以下では、日本とドイツのサイトを検索し、今回の献本送付の経験から、必要な情報をお知らせします。

日本郵便のサイト

ドイツあて郵便物の注意事項
https://www.post.japanpost.jp/int/information/2022/0603_01.html

「ドイツ宛てに、書籍やカレンダーなど金銭的な価値があるものを手紙(書状)や印刷物として送ると、通関電子データが送られていないことを理由として返送される事例が発生しています」との注意事項が書かれています。

「書類」に該当するもの
https://www.post.japanpost.jp/int/service/letter_definition.html

ところが、当の郵便局のサイトでは、書籍は「書類」に含まれています。その結果、あるドイツ人が日本からの献本のため2回ほど税関に呼び出され、長時間待たされた挙句、うち1回は、僅かばかりの関税を支払わされたと言って、(なぜか)私あてに長文のドイツ語メールで苦情が届いたことがあります。

国際郵便マイページサービス
https://www.post.japanpost.jp/intmypage/whatsmypage.html

数年前から、主要国への国際郵便については、データの入力が必要となっています。郵便局に行く前に、このサイトに登録し、送り先などを入力しておけば、情報が保存され、郵便局でデータをプリントアウトしてくれます。

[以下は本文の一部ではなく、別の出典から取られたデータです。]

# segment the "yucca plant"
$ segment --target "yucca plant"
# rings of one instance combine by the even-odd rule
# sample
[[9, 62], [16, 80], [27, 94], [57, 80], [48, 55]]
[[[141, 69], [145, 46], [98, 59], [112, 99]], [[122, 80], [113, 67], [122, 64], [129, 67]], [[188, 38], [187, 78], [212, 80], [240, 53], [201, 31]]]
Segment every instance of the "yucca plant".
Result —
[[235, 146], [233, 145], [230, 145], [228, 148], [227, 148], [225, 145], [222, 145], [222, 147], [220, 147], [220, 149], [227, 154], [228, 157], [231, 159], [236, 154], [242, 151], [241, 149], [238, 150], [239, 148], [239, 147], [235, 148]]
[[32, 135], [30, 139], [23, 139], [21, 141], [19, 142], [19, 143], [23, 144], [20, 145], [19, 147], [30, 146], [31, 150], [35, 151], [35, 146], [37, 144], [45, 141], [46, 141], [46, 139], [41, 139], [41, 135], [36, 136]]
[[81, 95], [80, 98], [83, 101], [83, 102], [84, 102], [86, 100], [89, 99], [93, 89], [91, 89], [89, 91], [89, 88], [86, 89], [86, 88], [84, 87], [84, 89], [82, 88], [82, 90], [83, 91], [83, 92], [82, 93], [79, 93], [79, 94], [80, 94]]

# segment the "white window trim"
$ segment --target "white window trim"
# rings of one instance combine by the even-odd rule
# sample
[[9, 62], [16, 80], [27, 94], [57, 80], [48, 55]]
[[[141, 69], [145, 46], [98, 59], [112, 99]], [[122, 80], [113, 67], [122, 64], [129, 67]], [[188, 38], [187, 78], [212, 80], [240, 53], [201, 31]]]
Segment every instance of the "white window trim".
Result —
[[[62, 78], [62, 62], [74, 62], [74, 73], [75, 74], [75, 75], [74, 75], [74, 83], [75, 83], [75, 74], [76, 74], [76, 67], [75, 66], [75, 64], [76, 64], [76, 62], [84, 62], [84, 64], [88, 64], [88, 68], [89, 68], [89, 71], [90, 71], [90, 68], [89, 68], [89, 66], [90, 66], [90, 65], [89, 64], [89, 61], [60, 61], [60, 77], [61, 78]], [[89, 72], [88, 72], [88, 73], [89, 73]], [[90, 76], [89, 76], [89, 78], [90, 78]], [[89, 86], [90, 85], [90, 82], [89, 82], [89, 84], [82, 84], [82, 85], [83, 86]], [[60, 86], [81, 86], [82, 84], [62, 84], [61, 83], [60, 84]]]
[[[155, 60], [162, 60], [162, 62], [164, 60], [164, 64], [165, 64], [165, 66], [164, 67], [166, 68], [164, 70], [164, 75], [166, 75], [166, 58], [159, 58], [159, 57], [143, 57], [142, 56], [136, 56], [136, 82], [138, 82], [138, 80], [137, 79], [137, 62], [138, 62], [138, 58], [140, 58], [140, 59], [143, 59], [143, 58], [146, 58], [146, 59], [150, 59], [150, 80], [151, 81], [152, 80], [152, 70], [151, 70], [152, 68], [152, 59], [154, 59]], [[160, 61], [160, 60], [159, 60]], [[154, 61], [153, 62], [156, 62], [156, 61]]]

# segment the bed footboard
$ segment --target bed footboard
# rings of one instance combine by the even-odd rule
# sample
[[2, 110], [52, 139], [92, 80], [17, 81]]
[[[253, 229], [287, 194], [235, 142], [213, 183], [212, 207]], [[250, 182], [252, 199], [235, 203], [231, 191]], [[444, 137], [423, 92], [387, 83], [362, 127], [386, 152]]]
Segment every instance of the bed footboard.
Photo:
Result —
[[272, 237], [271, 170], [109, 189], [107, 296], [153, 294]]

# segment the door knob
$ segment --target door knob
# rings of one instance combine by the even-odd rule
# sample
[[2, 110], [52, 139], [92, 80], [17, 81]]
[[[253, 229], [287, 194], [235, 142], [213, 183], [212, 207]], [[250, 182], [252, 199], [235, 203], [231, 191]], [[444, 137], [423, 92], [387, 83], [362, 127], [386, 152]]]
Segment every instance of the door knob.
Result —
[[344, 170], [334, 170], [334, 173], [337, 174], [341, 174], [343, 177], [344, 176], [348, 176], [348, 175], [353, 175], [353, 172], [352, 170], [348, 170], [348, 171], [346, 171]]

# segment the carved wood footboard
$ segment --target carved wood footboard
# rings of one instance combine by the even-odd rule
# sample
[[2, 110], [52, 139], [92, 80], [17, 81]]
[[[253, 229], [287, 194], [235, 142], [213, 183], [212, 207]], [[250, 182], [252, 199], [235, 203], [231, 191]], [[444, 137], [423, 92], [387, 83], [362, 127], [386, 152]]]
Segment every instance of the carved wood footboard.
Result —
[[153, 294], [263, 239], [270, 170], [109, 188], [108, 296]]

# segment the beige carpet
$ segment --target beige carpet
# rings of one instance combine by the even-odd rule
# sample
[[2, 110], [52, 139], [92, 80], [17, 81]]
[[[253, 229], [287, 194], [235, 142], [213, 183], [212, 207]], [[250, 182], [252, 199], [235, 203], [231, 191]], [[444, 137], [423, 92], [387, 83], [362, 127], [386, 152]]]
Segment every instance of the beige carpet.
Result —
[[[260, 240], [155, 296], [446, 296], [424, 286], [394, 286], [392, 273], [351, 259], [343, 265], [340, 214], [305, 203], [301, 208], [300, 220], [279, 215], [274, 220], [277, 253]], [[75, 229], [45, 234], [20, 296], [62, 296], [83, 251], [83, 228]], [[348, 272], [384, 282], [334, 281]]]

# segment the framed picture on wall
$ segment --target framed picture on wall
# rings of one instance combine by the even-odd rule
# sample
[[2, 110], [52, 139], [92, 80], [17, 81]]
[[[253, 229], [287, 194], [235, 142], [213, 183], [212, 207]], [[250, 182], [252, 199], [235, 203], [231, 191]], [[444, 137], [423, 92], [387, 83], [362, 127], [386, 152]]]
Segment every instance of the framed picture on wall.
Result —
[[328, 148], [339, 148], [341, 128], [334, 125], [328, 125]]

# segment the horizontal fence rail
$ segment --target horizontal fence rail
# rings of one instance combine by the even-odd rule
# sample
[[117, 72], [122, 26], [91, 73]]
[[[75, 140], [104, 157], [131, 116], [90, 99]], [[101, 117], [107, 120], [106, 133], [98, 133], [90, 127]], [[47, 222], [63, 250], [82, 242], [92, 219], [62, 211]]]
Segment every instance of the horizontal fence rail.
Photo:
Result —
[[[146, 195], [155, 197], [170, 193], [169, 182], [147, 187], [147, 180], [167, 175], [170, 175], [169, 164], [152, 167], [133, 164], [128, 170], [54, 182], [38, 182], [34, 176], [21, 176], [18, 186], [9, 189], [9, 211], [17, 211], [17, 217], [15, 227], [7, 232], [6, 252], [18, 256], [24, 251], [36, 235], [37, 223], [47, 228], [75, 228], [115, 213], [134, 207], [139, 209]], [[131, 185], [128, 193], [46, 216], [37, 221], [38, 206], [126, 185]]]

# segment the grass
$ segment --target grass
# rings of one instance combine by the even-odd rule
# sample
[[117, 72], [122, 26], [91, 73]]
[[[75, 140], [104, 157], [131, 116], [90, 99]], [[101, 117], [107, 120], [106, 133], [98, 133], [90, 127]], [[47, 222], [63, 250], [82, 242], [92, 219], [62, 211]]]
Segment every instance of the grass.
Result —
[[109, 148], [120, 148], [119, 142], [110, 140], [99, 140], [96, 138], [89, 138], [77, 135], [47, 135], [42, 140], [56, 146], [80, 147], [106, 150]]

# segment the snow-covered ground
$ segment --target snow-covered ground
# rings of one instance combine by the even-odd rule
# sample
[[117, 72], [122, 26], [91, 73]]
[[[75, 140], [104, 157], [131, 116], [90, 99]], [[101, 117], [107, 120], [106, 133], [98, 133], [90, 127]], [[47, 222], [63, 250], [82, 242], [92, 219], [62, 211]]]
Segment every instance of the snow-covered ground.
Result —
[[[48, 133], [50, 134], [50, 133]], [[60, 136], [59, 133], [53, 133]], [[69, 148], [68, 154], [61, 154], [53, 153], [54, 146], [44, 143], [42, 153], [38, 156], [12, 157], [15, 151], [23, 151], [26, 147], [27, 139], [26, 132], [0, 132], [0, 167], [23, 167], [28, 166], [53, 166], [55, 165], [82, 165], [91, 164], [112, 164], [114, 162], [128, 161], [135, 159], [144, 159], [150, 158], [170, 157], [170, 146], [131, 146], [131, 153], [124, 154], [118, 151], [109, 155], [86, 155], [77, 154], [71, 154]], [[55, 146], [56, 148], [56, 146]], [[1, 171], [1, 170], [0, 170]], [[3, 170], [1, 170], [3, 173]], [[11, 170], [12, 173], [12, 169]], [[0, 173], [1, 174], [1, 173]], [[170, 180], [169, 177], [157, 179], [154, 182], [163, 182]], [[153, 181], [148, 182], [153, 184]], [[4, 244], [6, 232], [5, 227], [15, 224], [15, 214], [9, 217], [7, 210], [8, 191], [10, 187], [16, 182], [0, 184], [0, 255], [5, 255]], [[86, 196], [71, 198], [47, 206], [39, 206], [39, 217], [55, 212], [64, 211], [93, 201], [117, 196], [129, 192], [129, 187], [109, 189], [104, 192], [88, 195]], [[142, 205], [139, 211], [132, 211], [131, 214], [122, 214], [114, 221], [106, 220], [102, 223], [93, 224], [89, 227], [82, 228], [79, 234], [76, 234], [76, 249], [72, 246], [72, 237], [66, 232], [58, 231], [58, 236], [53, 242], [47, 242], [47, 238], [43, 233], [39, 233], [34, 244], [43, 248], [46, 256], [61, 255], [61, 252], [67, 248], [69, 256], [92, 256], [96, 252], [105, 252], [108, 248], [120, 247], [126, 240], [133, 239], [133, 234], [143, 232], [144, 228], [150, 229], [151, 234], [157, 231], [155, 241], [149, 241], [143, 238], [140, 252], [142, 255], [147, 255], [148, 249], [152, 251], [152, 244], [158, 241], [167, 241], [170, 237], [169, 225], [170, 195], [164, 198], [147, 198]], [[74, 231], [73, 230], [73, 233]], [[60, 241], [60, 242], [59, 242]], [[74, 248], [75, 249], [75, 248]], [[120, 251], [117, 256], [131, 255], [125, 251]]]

献本の場合は、必ず「物品」を選び、価額(本の本体価格)を入力してください。①「書類」を選んだら、価額を入力する欄がありません。②価額が不明である場合は、受取人に税関への出頭要請の通知が届きます。③一定期間、受取人が出頭しない場合は、日本に返送されますが、通常、返送には船便が使われるので、何か月も後に、今度は、差出人のもとに日本の郵便局から通知が届きます。④差出人が返送の費用を支払わなければ、本が没収され廃棄されます。

ドイツ大使館のサイト

https://japan.diplo.de/ja-ja/service/post-2208200


関税・税金:
内容物が45ユーロを超えたら、課税対象となり、受取人が関税を支払うため、税関に出頭する必要があります。
荷物が税関に留め置かれている場合:
受取人が税関に出頭せず、一定期間を過ぎたら、献本は日本に返送さえれます。発送者(出版社や著者など)は、郵便局から通知を受け、返送費用を支払わなかったら、献本は没収され廃棄されます。

郵便物の追跡

日本郵便の追跡サービス
https://trackings.post.japanpost.jp/services/srv/search/
*かつては、ドイツの税関までしかフォローできませんでした。今は、最終の宛先までフォローできたり、現地の留置局止まりで、宛先に届いたのか否か、不明な場合があります。その場合は、郵便物が届いたかどうかを宛名人にメールで問い合わせるしかありません。

DHLのTracking
https://www.mydhli.com/global-en/home/tracking.html
*DHLは、日本では宅急便業者と思われていますが、ドイツ国内の郵便はDHLであり、日本郵便で出した荷物の追跡もできます。ただし、最終の宛先までフォローできたり、現地の留置局止まりで、宛先に届いたのか否か、不明な場合があります。その場合は、郵便物が届いたかどうかを宛名人にメールで問い合わせるしかありません。

2024年以降の状況

国際郵便物の差出可否早見表(2024年11月15日現在)
https://www.post.japanpost.jp/int/information/overview.html

昨年から状況が一段と悪くなっているようです。たとえば、上記のサイトで「ドイツ」や「オーストラリア」を検索したら、以下のとおり書かれています。
(遅延)航空機の減便等により運送スペースが不足していることから、航空機への搭載に大幅に時間を要します。
今回出版した本の分担執筆者4名はドイツ在住、1名はオーストラリア在住ですので、上記のような事情を説明した英語の文書を作成し、少なくとも分担執筆者のもとには、本が届いたかどうかを知らせるよう依頼しました。通常、海外の研究者は、献本が届いても、礼状メールなどを送りませんが、今回は、分担執筆者以外の献本送付先についても、何人かは到着を確認できました。ただし、両国あての航空便(EMS)は、通常は1週間で届くのですが、今回は、2週間以上かかっています。

今回の献本の結果

昨日、中央大学の比較法研究所からメールが届き、ドイツ在住者あての1冊が返送されてきたそうです。今回は、大学が返送費用を支払い、本を回収して、共編著者であるマーク・デルナウア教授の研究室に送ってくれるそうです。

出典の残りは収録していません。